Mr. Bill Loring and Dr. Bill Spurgeon, Department of Information Technology, Western Nebraska Community College
Microcontrollers for Educators
Bill Loring and Bill Spurgeon from Western Nebraska Community College attended a week long training at Sparkfun Electronics, MicroControllers for Educators July 17 – July 21 2017. This five-day class was designed to give teachers and educators (middle school through higher ed) a foundation in electronics, programming, computer science and “Making” for their classrooms. They introduced the basics of circuits, electricity, engineering and computing using Arduino. The course focused on both the technical aspects as well as the pedagogy, activities, pacing and strategies for implementing a project-based STEM classroom. They participated in a Hack-A-Thon team which won first place with an “Intelligent” coaster.
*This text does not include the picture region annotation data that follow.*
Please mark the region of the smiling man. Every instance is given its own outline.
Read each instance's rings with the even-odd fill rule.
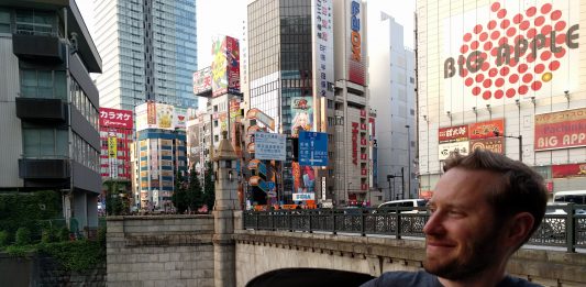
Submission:
[[[548,191],[521,162],[476,150],[444,166],[429,202],[424,271],[389,272],[363,286],[539,286],[507,275],[539,228]]]

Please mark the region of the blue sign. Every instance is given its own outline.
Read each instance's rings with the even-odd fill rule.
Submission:
[[[299,133],[299,165],[328,165],[328,134],[317,132]]]

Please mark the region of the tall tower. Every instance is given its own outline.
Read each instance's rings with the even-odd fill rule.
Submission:
[[[151,100],[197,108],[195,0],[96,1],[95,10],[102,107],[132,110]]]
[[[369,5],[368,31],[377,35],[376,45],[369,45],[372,60],[368,67],[371,78],[371,106],[376,109],[377,183],[383,191],[383,200],[416,195],[417,183],[409,177],[409,163],[416,154],[416,97],[414,97],[414,54],[403,45],[402,25],[392,16]],[[409,128],[406,128],[406,126]],[[411,145],[411,146],[409,146]],[[405,188],[400,184],[401,168]],[[413,172],[413,168],[411,168]],[[388,181],[387,175],[395,181]],[[395,178],[399,177],[399,178]],[[409,185],[409,178],[411,184]],[[395,185],[394,185],[395,184]],[[391,186],[392,185],[392,186]],[[410,192],[408,191],[410,187]],[[405,192],[403,192],[405,191]]]

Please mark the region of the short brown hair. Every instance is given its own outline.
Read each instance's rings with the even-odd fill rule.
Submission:
[[[524,242],[531,238],[543,220],[548,203],[548,189],[540,174],[521,162],[480,148],[465,156],[457,153],[450,156],[443,169],[454,167],[500,175],[500,183],[495,183],[488,198],[495,218],[504,221],[519,212],[531,213],[535,222]]]

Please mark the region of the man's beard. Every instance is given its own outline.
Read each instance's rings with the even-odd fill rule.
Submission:
[[[493,230],[484,238],[466,244],[464,252],[456,254],[457,257],[435,263],[425,258],[423,268],[428,273],[451,280],[465,279],[482,273],[487,267],[495,265],[499,260],[497,242],[500,230],[498,228]]]

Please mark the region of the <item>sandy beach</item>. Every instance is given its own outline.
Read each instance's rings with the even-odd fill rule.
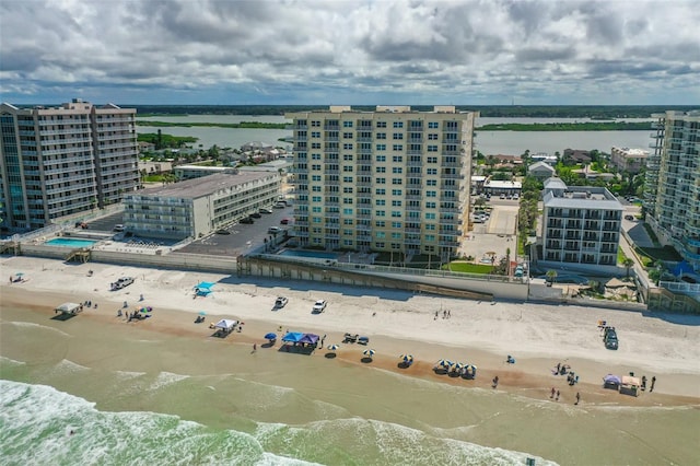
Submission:
[[[2,273],[24,279],[0,286],[0,454],[11,465],[78,457],[115,465],[697,459],[696,316],[28,257],[4,258]],[[109,291],[122,276],[136,282]],[[195,298],[200,281],[215,283],[207,298]],[[278,295],[289,304],[273,311]],[[315,315],[317,299],[328,307]],[[55,318],[57,305],[85,301],[93,306],[80,315]],[[152,306],[152,317],[118,317],[125,301],[128,310]],[[202,312],[206,322],[195,324]],[[209,324],[220,318],[244,322],[243,330],[213,337]],[[617,328],[618,351],[604,348],[599,319]],[[280,328],[340,348],[329,358],[326,348],[303,356],[279,341],[265,345],[264,335]],[[370,343],[342,343],[345,333]],[[365,349],[376,352],[371,362],[363,362]],[[408,369],[398,365],[405,353],[415,358]],[[435,373],[439,359],[477,365],[476,380]],[[553,375],[557,363],[569,364],[580,383]],[[604,375],[629,372],[655,376],[653,393],[602,387]],[[552,387],[559,400],[550,398]],[[58,441],[67,430],[79,433]],[[144,435],[159,440],[144,443]]]
[[[89,271],[92,276],[89,277]],[[67,265],[57,260],[14,257],[4,259],[2,273],[22,272],[25,281],[2,286],[3,306],[32,305],[52,314],[63,301],[92,301],[77,318],[104,325],[130,325],[151,331],[209,338],[206,324],[219,318],[245,323],[242,333],[226,345],[261,345],[262,336],[279,329],[326,335],[325,345],[340,343],[338,360],[357,362],[362,351],[376,351],[373,365],[402,374],[439,377],[445,383],[464,383],[440,377],[432,368],[439,359],[478,366],[471,384],[488,387],[499,376],[499,389],[533,397],[547,395],[555,386],[571,391],[565,377],[552,377],[558,362],[570,364],[580,375],[574,388],[588,394],[586,403],[621,405],[677,405],[700,398],[700,317],[653,315],[626,311],[550,306],[530,303],[481,303],[465,300],[411,295],[387,290],[331,288],[298,281],[265,281],[235,276],[119,267],[104,264]],[[109,283],[122,276],[136,282],[119,291]],[[217,283],[207,298],[195,298],[200,281]],[[144,300],[139,302],[140,295]],[[289,304],[272,311],[276,296],[289,298]],[[311,313],[316,299],[326,299],[323,314]],[[127,302],[128,308],[150,305],[153,317],[127,324],[116,317]],[[198,313],[207,314],[205,325],[195,325]],[[450,314],[444,318],[445,313]],[[604,348],[597,322],[604,319],[617,328],[620,349]],[[370,345],[342,345],[345,333],[370,337]],[[315,356],[326,351],[318,350]],[[398,356],[410,353],[416,363],[399,370]],[[516,359],[506,364],[506,354]],[[656,376],[654,396],[620,396],[600,388],[608,373]]]

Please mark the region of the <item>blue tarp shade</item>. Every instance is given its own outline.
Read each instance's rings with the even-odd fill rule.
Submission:
[[[603,382],[605,382],[606,384],[621,384],[622,380],[617,376],[617,375],[612,375],[612,374],[608,374],[605,377],[603,377]]]
[[[197,292],[198,296],[207,296],[209,293],[212,292],[211,287],[213,287],[215,283],[211,282],[211,281],[200,281],[196,287],[195,287],[195,291]]]
[[[300,331],[289,331],[287,335],[282,337],[282,341],[289,341],[292,343],[298,343],[304,338],[304,334]]]
[[[673,273],[675,277],[680,277],[684,273],[693,273],[695,270],[692,269],[692,266],[690,264],[688,264],[687,261],[682,261],[679,263],[676,267],[674,267],[673,269]]]
[[[318,341],[320,337],[318,335],[315,334],[304,334],[304,336],[302,337],[302,339],[299,341],[301,343],[308,343],[308,345],[316,345],[316,341]]]

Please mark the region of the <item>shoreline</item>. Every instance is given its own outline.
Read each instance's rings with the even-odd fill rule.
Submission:
[[[98,308],[85,308],[81,315],[74,317],[75,319],[84,319],[100,326],[138,326],[151,334],[167,334],[189,340],[201,339],[209,343],[212,331],[206,326],[212,321],[215,322],[218,317],[232,317],[245,322],[243,333],[234,333],[226,339],[215,341],[217,345],[252,347],[256,343],[259,348],[257,352],[279,350],[279,342],[275,348],[260,348],[260,345],[265,342],[262,335],[268,331],[279,334],[278,329],[281,326],[293,331],[327,335],[326,346],[340,343],[340,350],[334,358],[334,361],[337,361],[335,363],[368,365],[375,370],[433,382],[492,389],[491,380],[498,375],[499,392],[542,400],[549,399],[550,388],[556,387],[562,393],[560,403],[571,404],[573,395],[580,392],[581,404],[584,406],[674,407],[700,403],[700,370],[695,362],[698,360],[696,358],[700,357],[700,350],[695,343],[699,341],[700,336],[697,323],[679,325],[661,319],[644,322],[648,317],[637,313],[609,310],[592,310],[599,315],[596,318],[591,315],[582,317],[581,311],[568,306],[547,308],[539,304],[513,303],[479,305],[471,301],[410,295],[390,290],[347,289],[341,290],[345,293],[338,293],[337,290],[324,290],[322,286],[318,287],[320,290],[312,290],[308,288],[311,283],[265,283],[265,280],[240,282],[235,277],[215,273],[163,271],[101,264],[66,265],[58,260],[27,257],[13,257],[2,261],[5,276],[16,272],[15,268],[22,270],[28,281],[0,287],[3,296],[3,323],[9,315],[13,315],[5,311],[10,307],[31,310],[39,319],[52,316],[54,307],[63,301],[91,300],[98,304]],[[86,277],[88,269],[94,271],[90,278]],[[137,283],[118,292],[107,291],[108,283],[122,275],[137,277]],[[213,295],[192,299],[191,287],[202,280],[217,282]],[[116,318],[119,303],[125,300],[133,301],[141,292],[145,295],[143,304],[154,307],[153,317],[129,324]],[[272,312],[271,303],[278,294],[289,295],[290,304]],[[329,299],[328,310],[320,315],[311,315],[311,303],[317,296]],[[129,308],[133,308],[136,304],[133,301]],[[451,311],[451,318],[435,318],[433,310],[443,306]],[[207,319],[205,324],[196,325],[194,318],[200,308],[206,310]],[[564,314],[563,323],[555,318],[557,313]],[[677,317],[682,322],[700,322],[692,316]],[[626,341],[629,341],[628,345],[632,341],[645,342],[646,346],[634,348],[637,352],[630,354],[629,350],[605,350],[595,327],[598,318],[607,319],[618,327],[622,346]],[[590,321],[590,328],[579,328],[576,319]],[[523,321],[526,322],[525,328],[518,328],[523,326]],[[618,324],[619,322],[640,328],[633,328],[634,331],[631,331],[631,328],[628,330],[622,324]],[[56,324],[56,327],[60,328],[60,325],[70,325],[70,321]],[[545,331],[548,326],[552,327],[549,328],[551,335]],[[563,345],[561,340],[550,341],[562,330],[565,331],[567,326],[572,326],[569,330],[569,345],[565,343],[567,338],[563,339]],[[528,331],[525,331],[533,329],[539,330],[540,335],[528,335]],[[657,334],[654,334],[654,330],[657,330]],[[345,331],[366,334],[370,345],[343,345],[341,340]],[[650,339],[650,336],[654,338]],[[657,337],[661,341],[651,341]],[[663,348],[667,343],[666,339],[676,341],[678,348],[675,348],[675,351],[681,358],[676,358],[676,352],[668,351],[667,348],[661,351],[662,354],[654,353],[656,347]],[[588,348],[593,342],[597,347]],[[586,347],[582,347],[583,343],[586,343]],[[371,363],[363,363],[362,351],[369,348],[375,349],[376,356]],[[310,358],[325,359],[326,352],[325,348],[318,349]],[[505,363],[506,352],[513,353],[516,358],[515,364]],[[397,366],[398,356],[401,353],[415,356],[416,362],[412,366]],[[631,364],[630,356],[631,360],[640,358],[646,362]],[[304,358],[298,354],[290,357]],[[468,381],[433,373],[434,362],[442,358],[476,364],[477,378]],[[550,369],[558,361],[570,364],[581,376],[581,382],[569,386],[564,376],[551,375]],[[645,373],[650,380],[655,375],[657,385],[654,393],[642,392],[635,398],[600,386],[605,374],[625,375],[627,372],[635,372],[637,376]]]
The training they received will be used to:
Improve the support and mentoring for NASA fellowship projects
Improve programming assignments for Intro to Robotics
Vary the projects for Intro to Engineering
Dr. George Gogos, Professor of Mechanical and Materials Engineering, University of Nebraska-Lincoln
Experimental Study of Secondary Pool Boiling Effects
Heat transfer plays a vital role in all space exploration aspects. Due to the vacuum nature of space, it is very difficult to dissipate heat. Thus, heat generation from vital components must be very limited due to inefficiencies in transferring or dissipating that energy. Liquid cooling is a very popular method for heat removal and transfer used in many NASA systems. This project will study a new phenomenon, coined “Secondary Boiling Effects,” seen in pool boiling of water on specialized heat transfer surfaces. These specialized surfaces exhibit both micro- and nanoscale features and are obtained using femtosecond laser direct writing on metallic substrates. The self-ordered complexity of these surfaces is beneficial for exploiting the mechanisms associated with pool boiling. This manifests itself in the observed heat transfer performance which shows a smaller-than-normal operating temperature for a given heat flux. The degree of secondary boiling effects is highly dependent on the base material thermal conductivity, micro- and nanostructure, and size of available nucleation sites. This research could significantly impact the various heat transfer and storage components used for space exploration. Because, heat transfer is such a vital aspect in component design, any way to increase efficiency will result in a lighter, more compact, and potentially cheaper component.